Yolk sac vascular defect in LBP-1a−/− concepti. (A) Yolk sac of E10.5 wild-type (+/+) and mutant (−/−) embryos with attached placenta. Yolk sacs of mutant embryos were significantly smaller, paler, and lacked large branching vitelline vessels. Note blood collection in yolk sac (arrow). (B) Histological analysis of visceral yolk sac vasculature from E10.5 wild-type (+/+) and mutant (−/−) embryos. Note abnormally dilated capillaries in the mutant yolk sac. (C) Whole-mount immunostaining of E10.5 wild-type (+/+) and mutant (−/−) yolk sacs with the endothelial specific marker VEGF-R2 to demonstrate the absence of large vitelline vessels but a normal capillary network. (D) VEGF-R2 immunostaining of wild-type (+/+) and mutant (−/−) yolk sac sections demonstrating the presence of endothelial cells. Note the sparser and thinned- out endothelial cells in the mutant yolk sac. (E) α-SMA immunostaining of wild-type (+/+) and mutant (−/−) yolk sac sections demonstrating the normal presence of vascular smooth muscle cells in the vessel walls.
Histologic analysis of the yolk sacs derived from LBP-1a−/− embryos at E10.5 revealed a disorganized vascular pattern. The normally small well-circumscribed vessels with tight endothelial cell lining is characteristic of a wild-type visceral yolk sac being replaced with large vessels with thinner walls and a sparse endothelial cell lining in the LBP-1a mutants (Fig. 4B).
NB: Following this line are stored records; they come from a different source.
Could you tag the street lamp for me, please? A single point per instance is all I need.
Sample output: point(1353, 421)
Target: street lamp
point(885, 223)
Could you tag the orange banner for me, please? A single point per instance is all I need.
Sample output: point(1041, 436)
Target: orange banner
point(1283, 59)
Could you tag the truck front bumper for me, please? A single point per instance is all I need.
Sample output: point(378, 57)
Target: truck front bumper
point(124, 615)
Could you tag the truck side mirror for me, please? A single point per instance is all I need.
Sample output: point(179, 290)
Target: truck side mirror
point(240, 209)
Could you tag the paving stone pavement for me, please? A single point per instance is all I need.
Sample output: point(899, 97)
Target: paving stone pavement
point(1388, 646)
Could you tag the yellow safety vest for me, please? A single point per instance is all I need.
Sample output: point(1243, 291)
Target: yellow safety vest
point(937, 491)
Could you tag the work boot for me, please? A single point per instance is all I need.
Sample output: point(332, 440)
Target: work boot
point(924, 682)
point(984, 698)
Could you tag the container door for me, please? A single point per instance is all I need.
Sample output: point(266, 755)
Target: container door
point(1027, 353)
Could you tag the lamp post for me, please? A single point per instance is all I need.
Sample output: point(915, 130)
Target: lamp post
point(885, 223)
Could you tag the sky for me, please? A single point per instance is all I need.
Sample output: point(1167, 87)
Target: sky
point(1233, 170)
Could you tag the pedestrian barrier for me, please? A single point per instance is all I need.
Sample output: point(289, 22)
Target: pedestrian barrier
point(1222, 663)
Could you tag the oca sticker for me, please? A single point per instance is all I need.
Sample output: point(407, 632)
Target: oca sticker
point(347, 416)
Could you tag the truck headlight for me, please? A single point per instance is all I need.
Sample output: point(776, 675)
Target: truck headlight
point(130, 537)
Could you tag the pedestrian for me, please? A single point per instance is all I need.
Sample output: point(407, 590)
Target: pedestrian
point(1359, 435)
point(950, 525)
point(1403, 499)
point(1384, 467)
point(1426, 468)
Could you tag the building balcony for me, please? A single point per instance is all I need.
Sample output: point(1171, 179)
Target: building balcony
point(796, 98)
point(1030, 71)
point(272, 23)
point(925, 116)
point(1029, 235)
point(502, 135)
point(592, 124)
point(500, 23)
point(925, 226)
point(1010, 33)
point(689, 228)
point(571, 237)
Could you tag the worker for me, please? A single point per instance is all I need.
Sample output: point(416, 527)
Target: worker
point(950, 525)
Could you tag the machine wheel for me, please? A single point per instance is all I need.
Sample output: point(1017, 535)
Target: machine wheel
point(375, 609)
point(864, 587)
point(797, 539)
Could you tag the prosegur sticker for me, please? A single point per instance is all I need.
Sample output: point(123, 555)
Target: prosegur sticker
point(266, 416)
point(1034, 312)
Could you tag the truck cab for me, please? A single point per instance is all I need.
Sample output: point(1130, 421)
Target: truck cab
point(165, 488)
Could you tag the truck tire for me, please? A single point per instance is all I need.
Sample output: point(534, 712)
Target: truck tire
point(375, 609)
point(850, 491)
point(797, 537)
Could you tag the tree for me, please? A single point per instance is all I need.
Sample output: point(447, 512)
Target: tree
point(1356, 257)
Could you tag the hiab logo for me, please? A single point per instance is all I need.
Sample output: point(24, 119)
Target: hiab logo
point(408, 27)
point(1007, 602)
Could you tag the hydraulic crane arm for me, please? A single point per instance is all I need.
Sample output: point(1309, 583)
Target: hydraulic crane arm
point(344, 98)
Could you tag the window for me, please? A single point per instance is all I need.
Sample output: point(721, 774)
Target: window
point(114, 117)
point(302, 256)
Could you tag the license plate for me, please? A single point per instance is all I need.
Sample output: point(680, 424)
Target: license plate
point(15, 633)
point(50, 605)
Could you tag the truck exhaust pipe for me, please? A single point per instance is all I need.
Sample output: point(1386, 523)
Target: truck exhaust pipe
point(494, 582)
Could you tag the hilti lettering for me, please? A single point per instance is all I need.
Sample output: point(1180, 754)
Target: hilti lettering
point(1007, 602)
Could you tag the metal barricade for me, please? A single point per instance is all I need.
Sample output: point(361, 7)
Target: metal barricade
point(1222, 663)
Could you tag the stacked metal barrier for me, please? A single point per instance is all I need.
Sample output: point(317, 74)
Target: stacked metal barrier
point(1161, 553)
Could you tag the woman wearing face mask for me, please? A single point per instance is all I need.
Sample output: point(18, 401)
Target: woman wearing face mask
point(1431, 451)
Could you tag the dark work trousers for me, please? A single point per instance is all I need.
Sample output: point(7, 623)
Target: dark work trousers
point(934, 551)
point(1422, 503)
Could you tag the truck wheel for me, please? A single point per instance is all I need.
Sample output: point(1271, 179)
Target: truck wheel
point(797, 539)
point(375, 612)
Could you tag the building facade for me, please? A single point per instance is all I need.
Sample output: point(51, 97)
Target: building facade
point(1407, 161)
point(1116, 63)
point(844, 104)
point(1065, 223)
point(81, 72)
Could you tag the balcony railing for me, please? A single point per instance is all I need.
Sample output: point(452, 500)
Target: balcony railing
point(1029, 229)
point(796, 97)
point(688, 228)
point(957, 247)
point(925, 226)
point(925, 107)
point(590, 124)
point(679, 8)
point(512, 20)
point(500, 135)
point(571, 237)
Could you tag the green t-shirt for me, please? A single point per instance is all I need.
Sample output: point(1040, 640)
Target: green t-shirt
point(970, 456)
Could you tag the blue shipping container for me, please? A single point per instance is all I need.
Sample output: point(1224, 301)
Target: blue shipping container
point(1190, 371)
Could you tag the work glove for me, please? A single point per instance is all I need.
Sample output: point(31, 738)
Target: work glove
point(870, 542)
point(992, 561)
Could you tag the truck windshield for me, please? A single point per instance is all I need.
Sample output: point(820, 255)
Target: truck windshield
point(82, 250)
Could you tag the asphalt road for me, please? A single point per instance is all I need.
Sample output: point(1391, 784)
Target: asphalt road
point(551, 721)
Interestingly, the mesodermal layer showed breaks at several points that were consistent with the presence of fetal blood in the amniotic cavity. These findings are characteristic of appropriate initiation of vasculogenesis but failure of angiogenesis. Support for this conclusion was provided by whole-mount immunostaining of yolk sac vasculature with the endothelial marker, VEGF-R2, which showed the presence of endothelial-cell-lined capillary tubes in mutant yolk sacs but little evidence of the intricate network of branching large vitelline and small vessels characteristic of wild-type yolk sacs (Fig. 4C). To confirm this observation, we stained the yolk sac sections with endothelial (VEGF-R2) and vascular smooth muscle (α-SMA) cell-specific antisera (Fig. 4D and E). Mutant and wild-type yolk sacs showed the presence of endothelial and vascular smooth muscle cells but a disorganized vascular architecture in mutant yolk sacs, confirming the presence of an angiogenic, rather than a vasculogenic, defect.
LBP-1a deletion results in defective placental vascularization.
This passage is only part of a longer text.